'My gag worked brilliantly,’ my husband Jason grinned when he got home from work.
‘What did you do?!’ I asked.
‘I sprinkled talcum powder on the overhead fan and when the guys switched it on, the powder went all over them. It was hilarious!’
‘Oh Jason!’ I laughed.
A goofball with a huge smile, Jason was an extrovert and a larrikin, who loved making people laugh.
He was also the first one to help out someone in need and a devoted, protective dad to our three girls, Emma, then nine, Rosalie, seven, and Madeleine, one.
A solider in the armed forces, he was passionate about serving his country.
Jason was continually being posted around the country and the girls and I would always go with him. It was fantastic to live in different parts of Australia.
Life was good.
Then in his late 30s, Jason was sent to East Timor – his first overseas posting. He was gone for seven months and we all missed him badly.
But when he returned, he was a changed man.
He didn’t want to do anything with me and the kids. In fact, he didn’t seem to care about anything.
‘What’s wrong with Dad?’ the girls kept asking me.
‘I don’t know,’ I said, but later, I asked him that very same question.
‘Nothing’s wrong,’ he insisted.
‘But you’re so different,’ I said.
‘I’m just a bit depressed,’ he replied.
Jason returned to work but his heart was no longer in it.
He did strange things too. He’d lose his car in a car park, forget to pick up the girls from school and give strangers money.
Worried sick, I persuaded him to see the doctor. He was given counselling for post-traumatic stress disorder and medication for depression, but it didn’t help.
‘You’d be better off without me,’ he’d say. ‘I wouldn’t!’ I’d cry.
The kids didn’t understand what was happening. Once such a calm dad, now he’d often lose his temper and shout at them.
Eventually, Jason was admitted to a mental health facility.
But it wasn’t until March 2017, when he was 45 and had been there for a year, that we got a diagnosis.
‘Jason has frontotemporal dementia (FTD),’ a psychiatrist told me. A rare type of early dementia, it was thought he’d had it for five to seven years, since he was about 38.
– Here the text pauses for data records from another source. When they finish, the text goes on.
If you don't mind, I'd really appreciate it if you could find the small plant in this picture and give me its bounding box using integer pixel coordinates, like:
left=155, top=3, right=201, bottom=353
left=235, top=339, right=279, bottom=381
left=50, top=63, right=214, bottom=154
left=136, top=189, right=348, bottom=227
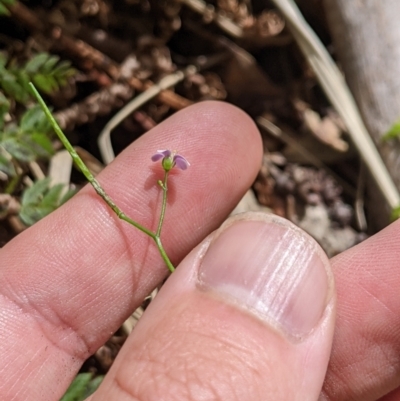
left=60, top=373, right=103, bottom=401
left=30, top=83, right=189, bottom=272
left=0, top=49, right=75, bottom=226
left=0, top=104, right=54, bottom=177
left=0, top=50, right=75, bottom=104
left=19, top=178, right=75, bottom=226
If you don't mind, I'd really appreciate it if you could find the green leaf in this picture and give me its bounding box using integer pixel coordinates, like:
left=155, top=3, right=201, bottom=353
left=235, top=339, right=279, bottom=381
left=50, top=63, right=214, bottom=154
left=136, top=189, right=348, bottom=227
left=24, top=53, right=50, bottom=74
left=60, top=373, right=100, bottom=401
left=19, top=178, right=70, bottom=226
left=21, top=177, right=50, bottom=206
left=382, top=120, right=400, bottom=141
left=60, top=189, right=78, bottom=206
left=0, top=72, right=29, bottom=104
left=390, top=205, right=400, bottom=221
left=1, top=137, right=36, bottom=162
left=40, top=184, right=64, bottom=206
left=19, top=205, right=54, bottom=226
left=0, top=153, right=17, bottom=177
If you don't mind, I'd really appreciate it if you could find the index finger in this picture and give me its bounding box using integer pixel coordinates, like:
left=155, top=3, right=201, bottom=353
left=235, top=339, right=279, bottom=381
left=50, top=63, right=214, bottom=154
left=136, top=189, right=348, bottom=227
left=0, top=102, right=262, bottom=400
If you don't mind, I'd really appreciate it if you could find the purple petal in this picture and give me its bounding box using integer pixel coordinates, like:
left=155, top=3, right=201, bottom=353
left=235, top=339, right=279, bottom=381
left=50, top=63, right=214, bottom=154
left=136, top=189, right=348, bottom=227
left=174, top=155, right=190, bottom=170
left=151, top=149, right=171, bottom=162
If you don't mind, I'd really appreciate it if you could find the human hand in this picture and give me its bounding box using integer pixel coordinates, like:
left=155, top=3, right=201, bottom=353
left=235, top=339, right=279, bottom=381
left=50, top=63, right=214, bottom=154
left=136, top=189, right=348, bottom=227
left=0, top=103, right=400, bottom=401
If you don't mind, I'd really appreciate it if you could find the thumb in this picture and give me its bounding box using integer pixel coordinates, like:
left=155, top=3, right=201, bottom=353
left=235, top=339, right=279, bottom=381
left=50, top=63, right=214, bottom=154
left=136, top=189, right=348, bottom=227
left=93, top=213, right=335, bottom=401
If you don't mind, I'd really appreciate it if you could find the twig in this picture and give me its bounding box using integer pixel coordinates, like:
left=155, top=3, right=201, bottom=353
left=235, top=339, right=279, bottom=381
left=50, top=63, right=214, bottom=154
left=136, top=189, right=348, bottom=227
left=180, top=0, right=243, bottom=38
left=272, top=0, right=400, bottom=209
left=98, top=66, right=197, bottom=164
left=257, top=117, right=356, bottom=197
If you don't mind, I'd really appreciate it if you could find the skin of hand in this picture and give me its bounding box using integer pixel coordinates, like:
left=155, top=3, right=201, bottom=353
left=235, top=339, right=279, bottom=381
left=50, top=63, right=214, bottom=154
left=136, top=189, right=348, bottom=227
left=0, top=102, right=400, bottom=401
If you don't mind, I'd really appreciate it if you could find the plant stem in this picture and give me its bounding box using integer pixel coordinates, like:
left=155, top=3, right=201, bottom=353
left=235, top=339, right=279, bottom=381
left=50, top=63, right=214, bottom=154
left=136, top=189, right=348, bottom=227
left=154, top=235, right=175, bottom=273
left=29, top=83, right=175, bottom=273
left=156, top=171, right=168, bottom=237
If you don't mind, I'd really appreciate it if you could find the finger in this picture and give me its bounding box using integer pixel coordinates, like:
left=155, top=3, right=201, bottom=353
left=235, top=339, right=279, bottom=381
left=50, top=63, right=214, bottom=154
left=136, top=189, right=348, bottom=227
left=379, top=388, right=400, bottom=401
left=0, top=102, right=262, bottom=400
left=92, top=213, right=334, bottom=401
left=324, top=221, right=400, bottom=401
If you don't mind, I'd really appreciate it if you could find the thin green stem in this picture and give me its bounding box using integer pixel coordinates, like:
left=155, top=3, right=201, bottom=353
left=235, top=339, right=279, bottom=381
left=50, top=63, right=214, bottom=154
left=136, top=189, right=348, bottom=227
left=156, top=171, right=168, bottom=237
left=29, top=83, right=175, bottom=273
left=154, top=236, right=175, bottom=273
left=29, top=83, right=154, bottom=238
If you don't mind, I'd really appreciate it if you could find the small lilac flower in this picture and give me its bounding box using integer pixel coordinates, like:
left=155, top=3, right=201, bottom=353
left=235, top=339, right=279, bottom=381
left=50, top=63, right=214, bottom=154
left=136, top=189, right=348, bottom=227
left=151, top=149, right=190, bottom=171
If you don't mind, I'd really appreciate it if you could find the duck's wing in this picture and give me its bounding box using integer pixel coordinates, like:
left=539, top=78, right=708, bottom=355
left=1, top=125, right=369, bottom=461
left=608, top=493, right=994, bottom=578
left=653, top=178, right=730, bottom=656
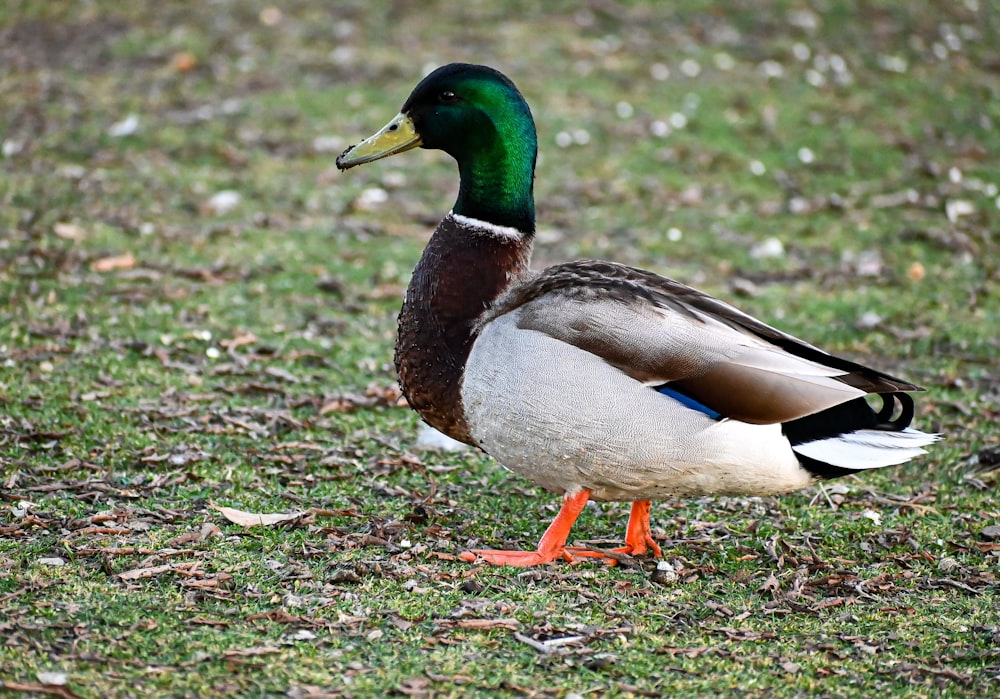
left=482, top=260, right=921, bottom=424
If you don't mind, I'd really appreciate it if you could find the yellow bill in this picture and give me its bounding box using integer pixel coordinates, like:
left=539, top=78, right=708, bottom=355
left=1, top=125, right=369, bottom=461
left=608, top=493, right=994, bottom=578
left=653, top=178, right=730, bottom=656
left=337, top=114, right=421, bottom=170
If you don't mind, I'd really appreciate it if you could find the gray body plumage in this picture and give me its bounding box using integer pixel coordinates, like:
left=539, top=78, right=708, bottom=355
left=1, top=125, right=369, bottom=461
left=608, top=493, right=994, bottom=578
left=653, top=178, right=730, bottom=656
left=462, top=311, right=811, bottom=501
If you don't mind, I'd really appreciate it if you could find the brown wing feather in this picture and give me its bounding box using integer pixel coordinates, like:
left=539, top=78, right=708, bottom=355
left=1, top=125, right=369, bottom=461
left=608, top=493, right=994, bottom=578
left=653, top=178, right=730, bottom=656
left=482, top=261, right=920, bottom=423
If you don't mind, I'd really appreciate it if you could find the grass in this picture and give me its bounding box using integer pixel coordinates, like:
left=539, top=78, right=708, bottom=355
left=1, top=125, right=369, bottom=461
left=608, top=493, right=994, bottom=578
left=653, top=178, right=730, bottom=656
left=0, top=0, right=1000, bottom=697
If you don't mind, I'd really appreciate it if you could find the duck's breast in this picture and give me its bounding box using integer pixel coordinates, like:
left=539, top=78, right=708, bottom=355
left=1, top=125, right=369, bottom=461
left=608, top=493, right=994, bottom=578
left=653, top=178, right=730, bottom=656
left=461, top=309, right=810, bottom=500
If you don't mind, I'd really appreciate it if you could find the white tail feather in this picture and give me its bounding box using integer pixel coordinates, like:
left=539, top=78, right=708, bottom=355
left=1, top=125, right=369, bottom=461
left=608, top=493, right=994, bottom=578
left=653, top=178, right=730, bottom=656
left=792, top=427, right=939, bottom=471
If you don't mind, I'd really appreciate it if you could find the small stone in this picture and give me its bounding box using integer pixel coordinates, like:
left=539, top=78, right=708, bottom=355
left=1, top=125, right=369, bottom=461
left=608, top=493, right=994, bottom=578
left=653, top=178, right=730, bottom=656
left=205, top=189, right=243, bottom=216
left=38, top=556, right=66, bottom=567
left=35, top=672, right=69, bottom=687
left=108, top=114, right=139, bottom=138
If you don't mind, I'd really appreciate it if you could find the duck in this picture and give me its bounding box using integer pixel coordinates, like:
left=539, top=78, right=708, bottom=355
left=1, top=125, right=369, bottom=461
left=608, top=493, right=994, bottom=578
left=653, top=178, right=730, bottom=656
left=336, top=63, right=938, bottom=567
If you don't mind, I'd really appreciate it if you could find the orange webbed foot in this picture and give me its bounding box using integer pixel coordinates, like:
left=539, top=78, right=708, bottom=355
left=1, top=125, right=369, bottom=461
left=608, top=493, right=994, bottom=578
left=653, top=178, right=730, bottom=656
left=458, top=490, right=590, bottom=568
left=459, top=490, right=663, bottom=568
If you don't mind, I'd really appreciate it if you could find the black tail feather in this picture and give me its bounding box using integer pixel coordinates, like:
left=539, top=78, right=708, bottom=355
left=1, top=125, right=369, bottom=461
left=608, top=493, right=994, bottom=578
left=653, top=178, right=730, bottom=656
left=781, top=393, right=914, bottom=446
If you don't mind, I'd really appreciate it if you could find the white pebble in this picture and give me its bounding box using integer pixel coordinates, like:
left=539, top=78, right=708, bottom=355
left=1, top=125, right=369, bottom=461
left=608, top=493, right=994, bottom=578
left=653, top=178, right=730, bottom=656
left=108, top=114, right=139, bottom=138
left=207, top=189, right=243, bottom=216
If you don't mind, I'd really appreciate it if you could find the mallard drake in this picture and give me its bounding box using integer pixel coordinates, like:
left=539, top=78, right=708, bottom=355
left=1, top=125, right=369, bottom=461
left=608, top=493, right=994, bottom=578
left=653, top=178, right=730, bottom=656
left=337, top=63, right=936, bottom=566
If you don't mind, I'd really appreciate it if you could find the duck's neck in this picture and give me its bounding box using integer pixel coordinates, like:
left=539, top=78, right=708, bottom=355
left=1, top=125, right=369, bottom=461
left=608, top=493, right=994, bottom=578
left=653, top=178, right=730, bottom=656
left=395, top=213, right=531, bottom=444
left=453, top=154, right=535, bottom=237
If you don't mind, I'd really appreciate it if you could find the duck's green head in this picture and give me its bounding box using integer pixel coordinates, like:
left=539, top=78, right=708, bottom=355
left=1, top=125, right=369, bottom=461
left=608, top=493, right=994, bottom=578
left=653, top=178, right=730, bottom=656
left=337, top=63, right=538, bottom=233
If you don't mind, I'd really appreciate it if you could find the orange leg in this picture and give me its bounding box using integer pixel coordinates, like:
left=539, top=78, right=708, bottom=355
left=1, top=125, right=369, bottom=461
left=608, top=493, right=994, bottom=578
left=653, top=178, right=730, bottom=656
left=568, top=500, right=663, bottom=565
left=620, top=500, right=663, bottom=558
left=459, top=490, right=592, bottom=566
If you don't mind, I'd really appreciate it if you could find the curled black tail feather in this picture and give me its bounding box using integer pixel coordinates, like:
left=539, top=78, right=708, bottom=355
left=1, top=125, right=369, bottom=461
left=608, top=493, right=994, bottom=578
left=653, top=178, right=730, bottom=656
left=875, top=393, right=914, bottom=432
left=781, top=393, right=913, bottom=446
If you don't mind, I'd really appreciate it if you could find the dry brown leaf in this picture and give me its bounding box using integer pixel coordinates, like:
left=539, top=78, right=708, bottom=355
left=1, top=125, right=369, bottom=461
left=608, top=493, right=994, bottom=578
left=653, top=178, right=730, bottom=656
left=52, top=223, right=87, bottom=240
left=118, top=564, right=174, bottom=580
left=212, top=504, right=306, bottom=527
left=90, top=252, right=135, bottom=274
‘How is this possible?’ I cried.
The cause wasn’t known but it meant his brain was shrinking, damaging his frontal lobe, which in turn made him moody, irritable and lacking in empathy.
‘I’m sorry to tell you it’s a terminal condition,’ the doctor said.
Not only did my once vibrant husband have dementia – he didn’t have long to live.
Jason didn’t really understand. And as he needed so much care, he was put in a nursing home.
The girls were devastated too.
Sadly the youngest, Madeleine, then 12, didn’t remember Jason as the fun and quirky father he’d been.
‘What’s wrong with your dad?’ her friends would ask. ‘He’s in a nursing home with dementia,’ she’d reply.
‘That’s an old person’s disease – how can he have that?’ they’d ask.
Jason declined quickly.
Within months, he was in a wheelchair, incontinent, could barely talk and was unable to feed himself. He couldn’t show facial expressions either, so I never knew how he was feeling.
When I told him his beloved father had died, he said ‘Okay’ and put on the TV.
Every Tuesday, his carer would bring him home for dinner. I’d play his cherished Phil Collins’ songs and cook his favourite spaghetti bolognaise, which I’d puree when he could no longer chew.
Eighteen months after his diagnosis, I was holding Jason’s hand when he looked into my eyes and passed away. A part of me died with him.
‘No, Daddy, please don’t go,’ Emma sobbed.
It was heartbreaking. He was just 47.
We buried Jason in his military uniform.
Four months on, I miss Jason every day. In the nursing home, at least I could hold his hand, smell his hair, tell him I loved him.
I’m telling our story to raise awareness of FTD and early onset dementia so that others can look out for the symptoms.
If we’d had an earlier diagnosis, we could have done more as a family to create memories for the girls before it was too late. I also want people to know that the moody man he became at the end of his life wasn’t him. The real Jason was kind and fun-loving.
The Jason I married is the one that I’ll always remember. He was my incredible soulmate for 23 years.
Dementia may have stolen his life, but it will never steal my memories.